While I don't own anything he's put out (yet), I am a fan of his work.


----------



## ezcomes (Jul 28, 2008)

Dude def has chops...tunings is one thing, lots of tunings...
He can play most any style...he was in Fairfield AD, hes played with Roger Hodgeson, he plays slide for lots of ppl
Its all practice me thinks...he went to Berkley...hes always played...so...practicing all day everyday...you could get there
Oh...and dont be afraid to experiment...lots of different effects to get his sound along with lots of overdubs


----------



## garrettdavis275 (May 30, 2014)

Budda said:


> It helps that his phrasing is fantastic as well. He has the same 11 notes as the rest of us .


That's totally true, and I'm not a major subscriber to the "natural talent" idea, but that dude has either digested enough music to really blow his mind wide open with different ideas than 99.9% of other players, or he's got golden ears. I'm inclined to think it's a bit of both. Maybe a handful of players you'll ever meet will have phrasing that well-developed. He's a perfect storm kind of guitarist IMO. Technically excellent, sound theory, brilliant taste. I'm not a huge fan, but it's easy to hear how good he is. Like, sooooo goddamn good. And he's starting to get the recognition a player of his calibre deserves.

I swear, I'm not his agent or anything. Good topic.


----------



## MelodyQuaker (Mar 5, 2016)

garrettdavis275 said:


> That's totally true, and I'm not a major subscriber to the "natural talent" idea, but that dude has either digested enough music to really blow his mind wide open with different ideas than 99.9% of other players, or he's got golden ears. I'm inclined to think it's a bit of both. Maybe a handful of players you'll ever meet will have phrasing that well-developed. He's a perfect storm kind of guitarist IMO. Technically excellent, sound theory, brilliant taste. I'm not a huge fan, but it's easy to hear how good he is. Like, sooooo goddamn good. And he's starting to get the recognition a player of his calibre deserves.
> 
> I swear, I'm not his agent or anything. Good topic.


I see what you did there. Blown wide open


----------



## garrettdavis275 (May 30, 2014)

Oh shit. That... wasn't supposed to happen.


----------



## Budda (May 29, 2007)

I don't know if he studied classical or jazz, but with his chops I would not be surprised in the least. He has that kind of feel to his playing where there was years of serious study behind it. I think *most* phenomenal players I've met or heard have some studying under their belt.


----------



## Hamstrung (Sep 21, 2007)

The original lineup of BW met at Berklee.


----------



## Budda (May 29, 2007)

Hamstrung said:


> The original lineup of BW met at Berklee.


That will do it.


----------



## davetcan (Feb 27, 2006)

This is cool if you haven't already seen it.


----------



## Milkman (Feb 2, 2006)

It takes more than a formal musical education to sound like Thornly.

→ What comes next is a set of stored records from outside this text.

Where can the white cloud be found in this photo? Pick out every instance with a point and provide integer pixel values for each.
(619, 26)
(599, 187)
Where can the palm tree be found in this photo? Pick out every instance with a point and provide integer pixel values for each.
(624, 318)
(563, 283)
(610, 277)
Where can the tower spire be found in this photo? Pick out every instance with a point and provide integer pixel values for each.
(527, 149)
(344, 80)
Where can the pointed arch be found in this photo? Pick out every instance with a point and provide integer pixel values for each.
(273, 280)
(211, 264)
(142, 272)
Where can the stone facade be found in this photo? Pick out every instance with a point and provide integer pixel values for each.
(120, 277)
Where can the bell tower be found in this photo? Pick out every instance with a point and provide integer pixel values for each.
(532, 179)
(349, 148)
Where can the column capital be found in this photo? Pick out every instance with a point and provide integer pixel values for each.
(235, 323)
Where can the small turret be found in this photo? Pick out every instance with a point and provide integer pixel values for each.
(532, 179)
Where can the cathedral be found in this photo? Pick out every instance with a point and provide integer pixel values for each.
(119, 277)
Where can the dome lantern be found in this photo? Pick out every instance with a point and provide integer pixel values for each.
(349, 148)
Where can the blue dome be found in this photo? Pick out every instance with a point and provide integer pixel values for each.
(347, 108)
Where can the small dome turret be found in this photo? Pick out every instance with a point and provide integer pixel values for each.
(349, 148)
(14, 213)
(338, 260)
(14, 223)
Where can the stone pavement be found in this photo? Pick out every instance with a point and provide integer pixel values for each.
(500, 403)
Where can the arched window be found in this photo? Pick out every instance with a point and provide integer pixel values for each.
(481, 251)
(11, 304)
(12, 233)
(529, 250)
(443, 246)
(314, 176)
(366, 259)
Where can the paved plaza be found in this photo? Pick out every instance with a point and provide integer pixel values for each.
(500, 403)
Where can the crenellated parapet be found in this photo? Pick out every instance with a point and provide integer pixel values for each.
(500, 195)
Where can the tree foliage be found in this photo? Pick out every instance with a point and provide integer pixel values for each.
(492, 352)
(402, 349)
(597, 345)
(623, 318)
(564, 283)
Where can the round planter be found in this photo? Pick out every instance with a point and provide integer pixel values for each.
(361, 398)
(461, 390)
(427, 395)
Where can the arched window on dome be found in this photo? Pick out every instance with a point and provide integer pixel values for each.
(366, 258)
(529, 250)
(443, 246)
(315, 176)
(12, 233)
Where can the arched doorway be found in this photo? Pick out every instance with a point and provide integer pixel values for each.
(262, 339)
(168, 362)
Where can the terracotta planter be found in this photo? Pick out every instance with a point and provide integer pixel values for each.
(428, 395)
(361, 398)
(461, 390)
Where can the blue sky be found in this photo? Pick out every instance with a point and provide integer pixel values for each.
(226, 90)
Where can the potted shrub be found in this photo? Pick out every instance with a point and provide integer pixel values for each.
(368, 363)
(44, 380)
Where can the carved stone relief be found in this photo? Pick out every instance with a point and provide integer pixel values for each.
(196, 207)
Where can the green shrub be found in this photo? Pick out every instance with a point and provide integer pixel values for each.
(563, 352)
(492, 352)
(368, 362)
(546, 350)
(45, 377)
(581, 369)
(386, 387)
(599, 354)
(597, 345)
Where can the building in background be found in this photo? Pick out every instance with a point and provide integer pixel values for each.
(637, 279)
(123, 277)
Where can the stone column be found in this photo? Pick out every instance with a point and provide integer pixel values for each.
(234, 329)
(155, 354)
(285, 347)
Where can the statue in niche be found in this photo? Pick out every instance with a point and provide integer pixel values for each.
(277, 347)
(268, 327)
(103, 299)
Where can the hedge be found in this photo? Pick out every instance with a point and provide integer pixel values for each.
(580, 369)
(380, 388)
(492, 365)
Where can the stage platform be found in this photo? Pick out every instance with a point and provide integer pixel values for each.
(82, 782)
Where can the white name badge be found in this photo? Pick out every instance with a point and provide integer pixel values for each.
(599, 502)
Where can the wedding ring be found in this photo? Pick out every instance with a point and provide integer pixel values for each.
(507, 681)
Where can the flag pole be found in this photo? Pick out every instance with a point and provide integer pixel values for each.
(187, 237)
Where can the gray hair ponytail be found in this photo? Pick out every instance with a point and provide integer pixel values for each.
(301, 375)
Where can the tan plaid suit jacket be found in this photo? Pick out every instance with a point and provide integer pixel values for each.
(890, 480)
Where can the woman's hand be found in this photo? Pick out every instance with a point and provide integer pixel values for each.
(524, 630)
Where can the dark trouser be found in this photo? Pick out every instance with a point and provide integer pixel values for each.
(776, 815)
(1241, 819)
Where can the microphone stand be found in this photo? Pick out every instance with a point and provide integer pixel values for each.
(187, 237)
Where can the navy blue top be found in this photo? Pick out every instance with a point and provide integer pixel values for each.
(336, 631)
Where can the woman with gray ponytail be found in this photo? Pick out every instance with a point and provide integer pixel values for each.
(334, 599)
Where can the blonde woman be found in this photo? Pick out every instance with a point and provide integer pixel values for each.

And even if he was an average player, that voice.....

He's one of my favourite current rock singers.


----------



## Swervin55 (Oct 30, 2009)

His talent doesn't stop at playing a guitar either. He's a great writer and performer and as Mike says, a great singer that (in my opinion) is in Cornell territory. He's got it all and there aren't too many like that in his generation. And yes, I am a huge fan.


----------



## Milkman (Feb 2, 2006)

Albatross is a thing of beauty.

Great singing, great playing, and a beautifully wrtten song.

A couple of vocal notes near the end really step into Cornell territory.


----------



## Swervin55 (Oct 30, 2009)

Dave: thanks so much for posting the Anderton's interview. I hadn't seen if before and it's so entertaining. I laughed, I cried etc. It's really neat to see how the Captain "gets it". He's just tickled about Thornley and Big Wreck. You made my day.


----------



## davetcan (Feb 27, 2006)

Swervin55 said:


> Dave: thanks so much for posting the Anderton's interview. I hadn't seen if before and it's so entertaining. I laughed, I cried etc. It's really neat to see how the Captain "gets it". He's just tickled about Thornley and Big Wreck. You made my day.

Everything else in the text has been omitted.